We stopped to discuss the situation and decided we had missed a turn and could see no other headlamps around. We turned around and climbed back out. The flag had been tangled by the windy night, wrapping it into the sagebrush and obscuring it. We pushed hard to get back into the race taking chances in the thick mud on steep downhills. Shortly after getting back on course I hurt my right ankle in a twisting, sliding, muddy fall down a steep draw. I lost ability to push off in the mud and was forced to limp along. At that point, I figured there were at least 10 people ahead, but still a long way to go to track them down. I ate some NSAIDs to subdue the pain and began the 2 mile mud road climb at a snail's pace. I passed a few people on that stretch. At the 7.5 mile aid station, My GPS read close to 10 miles. The next 6 miles promised to be a miserable, steep, muddy climb to the summit of Wilson Peak. I passed a few more, moving into 5th place. In that stretch, the clay mud was so thick and nasty, that every few steps I was forced to stop and remove giant 5+ lb clods with my gloved hands. A few miles up, I caught Joelle Vaught, the women's leader and superstar. The ankle was improving and I was gaining ground. On the Wilson Peak out-and-back summit climb, I encountered all 4 runners ahead of me tightly bunched and measured the leader was less than 1 mile ahead. I had made up a lot of distance and was still in the race.

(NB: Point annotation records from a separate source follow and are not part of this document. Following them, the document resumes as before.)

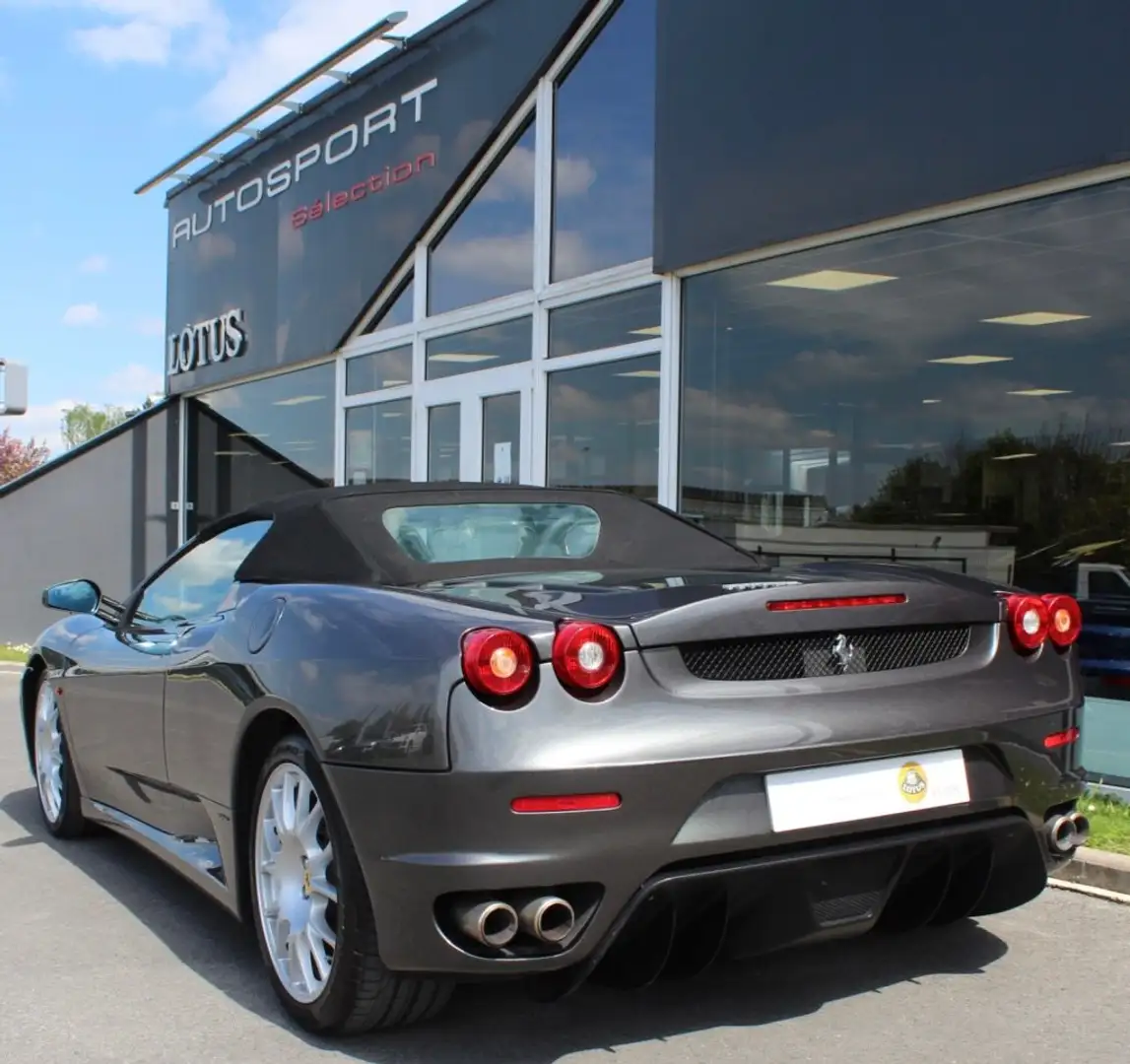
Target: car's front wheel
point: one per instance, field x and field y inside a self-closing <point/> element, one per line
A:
<point x="313" y="916"/>
<point x="60" y="801"/>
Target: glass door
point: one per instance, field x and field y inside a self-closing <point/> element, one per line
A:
<point x="477" y="429"/>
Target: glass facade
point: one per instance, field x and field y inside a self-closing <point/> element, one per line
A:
<point x="602" y="425"/>
<point x="489" y="251"/>
<point x="604" y="148"/>
<point x="254" y="440"/>
<point x="953" y="393"/>
<point x="378" y="441"/>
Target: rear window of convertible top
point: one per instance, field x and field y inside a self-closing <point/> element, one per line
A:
<point x="487" y="531"/>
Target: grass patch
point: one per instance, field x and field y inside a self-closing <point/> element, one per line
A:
<point x="1109" y="823"/>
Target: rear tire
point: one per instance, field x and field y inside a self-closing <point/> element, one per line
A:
<point x="312" y="911"/>
<point x="55" y="784"/>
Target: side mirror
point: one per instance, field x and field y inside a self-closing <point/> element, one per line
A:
<point x="74" y="596"/>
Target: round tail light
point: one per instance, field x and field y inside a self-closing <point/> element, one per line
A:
<point x="1028" y="618"/>
<point x="497" y="662"/>
<point x="1065" y="619"/>
<point x="586" y="656"/>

As soon as I began the downhill from the summit, I knew my race was over. The ankle would not take the pounding of the downhill. I stayed calm and dealt with increasing pain intent to stop at the 20 mile mark and save it for another day. In the last few miles, I passed 4th place, then 3rd place- both are really strong runners and both dropped at the 20 also. I came into the 20 mile start/finish area having narrowed the gap on the final 2 (and eventual winners of the 50K) even more, but discipline demanded that I bag it. The goal races of the summer hinges on my health and ability to train through the winter. I did not think I had 10 more miles in my ankle anyway, so the choice was easy. They gave me a winning finish for the 20, over my protests that I had earned the DNF. I ran 3:36, which seems fast given the 13-14 min miles I logged in the mud miles after my fall. Just 2 weeks ago, I had done the loop in 2:53 on a training run in good/firm conditions. The mud was amazing out there.
|My bottles were submerged in mud, so every time I tried to eat or drink, I would smear the mud all over my grill. Sitka desert camo courtesy of Brandi for Christmas.|
Davina and Emily did a great job organizing and running the show in tough conditions. I heard no complaints from anyone about organization. The mud and weather made it an event to remember.
It's 4 days later and the ankle has not improved much. I am icing and elevating it, but it is really painful and not taking my weight or allowing any range of motion. I have self diagnosed it as 1 of 3 things, or perhaps a little of each:
1. fibular stress fracture
2. tear/strain of peroneal longus
3. high ankle sprain
I have 4 months and 22 days until Bighorn 100. With careful rest and rehab, I should be fine. It's a good time for a rest anyway with the McCall winter bearing down.